I breathed in deeply. A whole year away? That would be too late. I’d never get the chance to hold the position for two consecutive years! “What about next semester?”

“I’m not quite convinced you’ll be ready.”

“I will be. Let me prove it to you.”

Chief Benedict crossed his arms over his checkered shirt as he stared at me, calculating something. He lifted a hand to rub his beard again and then let out something between a sigh and a chuckle.

“Okay, Liam, how about this: at the end of the semester you’ll write a feature piece for the magazine. You can write it on any topic. If it stuns me, if it shows me you’ve grown as a writer, I will promote you to features editor next semester. You have my word.”

Resting the stack of old Scribe editions on his desk, I withdrew my notebook and pen. “When exactly?”

The chief glanced at his calendar. “In my inbox by Friday at midnight, December fifth. Sound fair?”

“Midnight?”

“For any last-minute changes I know you’ll want to make.” He reached out a hand, and I didn’t hesitate to lock him into a warm shake. With a nod, the chief let go.

I hugged the stack all the way down to the basement, to a room lined with filing cabinets sorted by year. A long table stretched down the middle, and I dropped the magazines onto it.

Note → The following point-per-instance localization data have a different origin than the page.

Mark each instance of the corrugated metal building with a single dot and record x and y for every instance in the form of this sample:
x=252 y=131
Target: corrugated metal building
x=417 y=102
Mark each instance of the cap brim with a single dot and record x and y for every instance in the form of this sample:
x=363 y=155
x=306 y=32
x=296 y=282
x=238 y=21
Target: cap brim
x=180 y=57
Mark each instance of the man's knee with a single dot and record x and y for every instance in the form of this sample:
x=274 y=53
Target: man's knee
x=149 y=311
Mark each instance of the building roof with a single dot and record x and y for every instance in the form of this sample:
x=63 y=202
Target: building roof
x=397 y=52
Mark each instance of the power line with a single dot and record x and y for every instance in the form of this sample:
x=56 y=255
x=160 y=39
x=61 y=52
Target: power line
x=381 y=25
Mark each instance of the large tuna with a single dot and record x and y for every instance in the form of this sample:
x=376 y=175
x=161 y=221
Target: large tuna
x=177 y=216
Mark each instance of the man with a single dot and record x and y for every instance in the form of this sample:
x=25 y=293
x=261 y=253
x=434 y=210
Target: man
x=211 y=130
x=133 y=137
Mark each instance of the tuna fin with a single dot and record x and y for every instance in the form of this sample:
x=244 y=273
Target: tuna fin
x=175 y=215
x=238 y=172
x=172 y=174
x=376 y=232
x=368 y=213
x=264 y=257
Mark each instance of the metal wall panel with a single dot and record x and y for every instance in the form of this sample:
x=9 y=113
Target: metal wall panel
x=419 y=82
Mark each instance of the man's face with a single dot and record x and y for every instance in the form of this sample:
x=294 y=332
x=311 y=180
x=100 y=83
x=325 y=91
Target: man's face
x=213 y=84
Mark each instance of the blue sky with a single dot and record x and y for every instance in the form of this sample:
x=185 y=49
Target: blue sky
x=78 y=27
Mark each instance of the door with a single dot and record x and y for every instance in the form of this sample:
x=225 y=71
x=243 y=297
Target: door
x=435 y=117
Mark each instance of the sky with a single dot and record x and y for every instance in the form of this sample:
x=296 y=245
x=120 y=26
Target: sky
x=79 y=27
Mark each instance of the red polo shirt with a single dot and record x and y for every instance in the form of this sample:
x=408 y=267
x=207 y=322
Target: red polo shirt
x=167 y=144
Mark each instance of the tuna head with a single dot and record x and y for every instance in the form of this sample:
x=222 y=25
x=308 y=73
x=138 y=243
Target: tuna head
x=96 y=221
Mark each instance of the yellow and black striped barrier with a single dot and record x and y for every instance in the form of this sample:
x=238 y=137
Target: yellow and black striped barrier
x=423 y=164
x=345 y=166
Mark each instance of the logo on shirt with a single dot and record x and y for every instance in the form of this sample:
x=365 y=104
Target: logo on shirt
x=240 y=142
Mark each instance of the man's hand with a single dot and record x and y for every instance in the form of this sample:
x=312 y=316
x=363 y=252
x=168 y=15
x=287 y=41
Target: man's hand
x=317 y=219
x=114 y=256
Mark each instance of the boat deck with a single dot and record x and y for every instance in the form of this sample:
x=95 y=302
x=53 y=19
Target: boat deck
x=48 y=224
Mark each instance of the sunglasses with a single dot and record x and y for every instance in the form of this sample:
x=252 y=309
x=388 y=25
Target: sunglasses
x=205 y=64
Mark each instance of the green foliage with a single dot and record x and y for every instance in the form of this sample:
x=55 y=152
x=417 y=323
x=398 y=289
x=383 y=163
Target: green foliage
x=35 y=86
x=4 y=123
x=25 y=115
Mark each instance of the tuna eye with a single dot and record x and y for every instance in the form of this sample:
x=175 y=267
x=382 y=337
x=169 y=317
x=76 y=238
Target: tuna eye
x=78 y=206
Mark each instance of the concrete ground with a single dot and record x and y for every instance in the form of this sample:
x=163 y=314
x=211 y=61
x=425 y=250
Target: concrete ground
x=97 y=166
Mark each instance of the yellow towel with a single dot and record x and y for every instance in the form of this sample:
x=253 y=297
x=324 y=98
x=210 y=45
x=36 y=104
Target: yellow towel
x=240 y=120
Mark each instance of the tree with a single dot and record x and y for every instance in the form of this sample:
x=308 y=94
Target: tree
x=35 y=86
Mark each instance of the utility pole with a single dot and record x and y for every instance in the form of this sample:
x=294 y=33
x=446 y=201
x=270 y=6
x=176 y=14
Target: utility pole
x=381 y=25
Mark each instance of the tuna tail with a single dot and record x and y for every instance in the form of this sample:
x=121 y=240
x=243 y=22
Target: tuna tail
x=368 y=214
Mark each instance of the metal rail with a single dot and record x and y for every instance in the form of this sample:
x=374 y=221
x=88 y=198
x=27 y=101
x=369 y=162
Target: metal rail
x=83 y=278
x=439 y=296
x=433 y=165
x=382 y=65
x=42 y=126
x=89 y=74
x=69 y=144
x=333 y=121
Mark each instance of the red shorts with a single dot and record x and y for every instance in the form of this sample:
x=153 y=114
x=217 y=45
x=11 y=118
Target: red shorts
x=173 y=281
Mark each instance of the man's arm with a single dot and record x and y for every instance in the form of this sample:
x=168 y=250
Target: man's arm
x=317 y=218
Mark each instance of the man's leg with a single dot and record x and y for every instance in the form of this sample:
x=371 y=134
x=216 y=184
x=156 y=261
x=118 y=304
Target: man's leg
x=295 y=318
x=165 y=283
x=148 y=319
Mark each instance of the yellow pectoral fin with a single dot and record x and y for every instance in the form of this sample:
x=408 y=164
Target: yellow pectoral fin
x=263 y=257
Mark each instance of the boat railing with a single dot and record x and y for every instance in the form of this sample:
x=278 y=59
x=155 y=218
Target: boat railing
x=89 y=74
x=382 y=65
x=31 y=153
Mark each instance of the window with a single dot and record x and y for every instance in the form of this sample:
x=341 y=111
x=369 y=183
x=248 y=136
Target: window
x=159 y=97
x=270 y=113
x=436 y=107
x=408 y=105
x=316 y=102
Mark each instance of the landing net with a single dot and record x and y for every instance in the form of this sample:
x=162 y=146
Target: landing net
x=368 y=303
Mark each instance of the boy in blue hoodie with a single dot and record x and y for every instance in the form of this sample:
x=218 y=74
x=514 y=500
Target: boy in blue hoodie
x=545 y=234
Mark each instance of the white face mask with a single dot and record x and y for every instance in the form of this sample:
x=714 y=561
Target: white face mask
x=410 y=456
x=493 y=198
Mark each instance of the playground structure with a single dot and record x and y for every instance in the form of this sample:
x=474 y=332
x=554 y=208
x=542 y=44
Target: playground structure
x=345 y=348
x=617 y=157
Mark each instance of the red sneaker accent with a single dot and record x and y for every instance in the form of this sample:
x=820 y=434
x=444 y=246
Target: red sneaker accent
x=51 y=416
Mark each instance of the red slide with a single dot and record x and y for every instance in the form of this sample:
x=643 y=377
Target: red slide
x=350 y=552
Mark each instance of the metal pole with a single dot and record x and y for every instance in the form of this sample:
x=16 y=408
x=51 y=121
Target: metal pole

A sneer behind me jerked me around, knocking half the pile to the floor.

Jack and Jill stood in the doorway. Jill sauntered in and tossed a magazine at my face. I caught it and straightened my glasses. The most recent Scribe.

“Are you serious? What am I saying—of course you are. You can’t be anything but. University of Party, Lectures in Life? I knew chief made a mistake. Knew it. Students are sniggering at that piece of shit all over campus. Just go to the cafeterias and listen.”